“Sungguh Abu Muslim telah mati-matian dalam beribadah sehingga ia berkata, “Kalau aku melihat surga atau neraka dengan mata kepala, maka aku tidak memiliki bekal” (Utsman ibn Abi ‘Aatikah)

Telah tersebar berita di jazirah Arab bahwa Rasulullah SAW sakit parah setelah kepulangannya dari haji wada’.

Maka, syaitan memperdaya al-Aswab al-‘Ansi untuk kembali kepada kekufuran setelah sebelumnya beriman…dan mengadakan kebohongan atas nama Allah, ia mendakwakan dirinya sebagai nabi yang diutus dari sisi Allah bagi kaumnya di Yaman.

Adalah al-Aswad al-‘Ansi seorang yang begitu kuat, bertubuh kekar, berkulit hitam dan banyak kejahatannya.

Di masa Jahiliyah ia adalah seorang yang mumpuni dalam perdukunan, mahir dalam melakukan sihir atas manusia.

Di samping itu pula ia adalah orang yang fasih lisannya, mengagumkan penjelasannya, pengkaui, mampu mempermainkan akal orang-orang awam dengan kebathilan-kebathilannya dan mampu menarik loyalitas orang-orang khusus dengan hibah dan pemberiannya.

Ia tidak pernah muncul di hadapan manusia kecuali dengan menutup muka dengan cadar berwarna hitam untuk meliputi dirinya dengan sifat ditakuti karena tersembunyi dan berwibawa.

Dakwah al-Aswad al-‘Ansi telah tersebar di Yaman sebagimana menjalarnya api pada tanaman yang kering, dan kabilahnya dari Bani Madzhij yang megikutinya telah membantunya dalam meyebarkan dakwahnya.

Pada saat itu, ia adalah kabilah Yaman yang paling banyak jumlah penduduknya, paling luas kawasannya dan paling kuat bala tentaranya.
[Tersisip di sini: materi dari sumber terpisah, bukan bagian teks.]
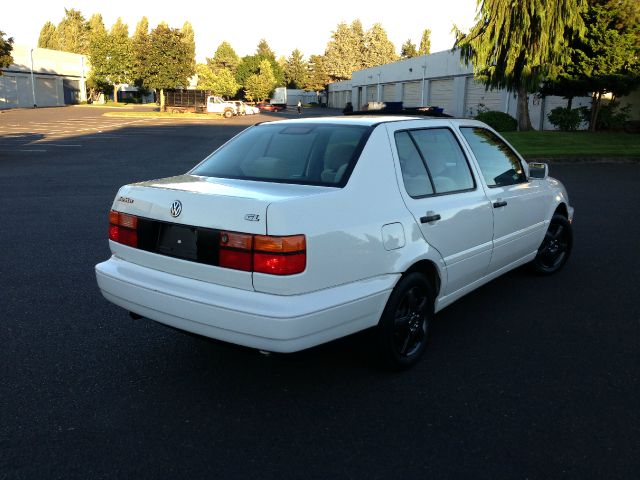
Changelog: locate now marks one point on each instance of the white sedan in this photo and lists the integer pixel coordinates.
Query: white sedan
(298, 232)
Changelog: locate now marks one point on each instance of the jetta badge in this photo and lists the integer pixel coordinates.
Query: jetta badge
(176, 208)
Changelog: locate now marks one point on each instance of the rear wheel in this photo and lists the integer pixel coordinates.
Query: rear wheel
(555, 248)
(404, 326)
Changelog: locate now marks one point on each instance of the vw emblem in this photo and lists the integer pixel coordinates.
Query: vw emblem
(176, 208)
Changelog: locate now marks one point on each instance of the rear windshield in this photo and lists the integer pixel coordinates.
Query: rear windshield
(318, 154)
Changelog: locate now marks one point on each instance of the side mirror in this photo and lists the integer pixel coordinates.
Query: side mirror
(539, 171)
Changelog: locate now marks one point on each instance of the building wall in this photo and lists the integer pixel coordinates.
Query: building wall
(442, 80)
(58, 78)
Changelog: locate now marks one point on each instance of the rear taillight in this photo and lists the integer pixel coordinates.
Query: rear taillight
(263, 253)
(123, 228)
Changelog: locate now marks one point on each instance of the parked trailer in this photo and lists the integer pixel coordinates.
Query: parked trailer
(197, 101)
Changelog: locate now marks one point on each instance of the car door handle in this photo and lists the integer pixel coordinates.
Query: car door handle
(430, 218)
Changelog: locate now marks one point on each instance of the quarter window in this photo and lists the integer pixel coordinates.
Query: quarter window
(432, 162)
(499, 165)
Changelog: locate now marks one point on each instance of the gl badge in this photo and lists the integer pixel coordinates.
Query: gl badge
(176, 208)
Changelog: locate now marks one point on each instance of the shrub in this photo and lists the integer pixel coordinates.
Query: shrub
(502, 122)
(566, 119)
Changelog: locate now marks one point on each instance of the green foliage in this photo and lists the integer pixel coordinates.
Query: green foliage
(345, 51)
(168, 64)
(515, 44)
(73, 32)
(318, 74)
(408, 49)
(220, 82)
(500, 121)
(565, 119)
(259, 86)
(140, 51)
(48, 37)
(5, 51)
(250, 65)
(425, 43)
(224, 57)
(611, 117)
(295, 70)
(379, 50)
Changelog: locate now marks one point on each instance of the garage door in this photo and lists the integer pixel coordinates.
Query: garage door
(441, 94)
(46, 92)
(389, 92)
(475, 95)
(372, 93)
(411, 94)
(8, 91)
Sebagaimana telah membantunya dalam menyebarkan dakwahnya, yaitu kemampuannya untuk menciptakan kedustaan dan menghiasi perkataannya, serta permintaan bantuannya kepada orang-orang pengkaui yang menjadi pengikutnya.

Ia mendakwakan kepada manusia bahwa malaikat turun kepadanya dengan membawa wahyu serta memberitakan hal-hal ghaib kepadanya.

Untuk meyakinkan manusia atas kebenaran dakwaanya, ia telah menempuh banyak cara.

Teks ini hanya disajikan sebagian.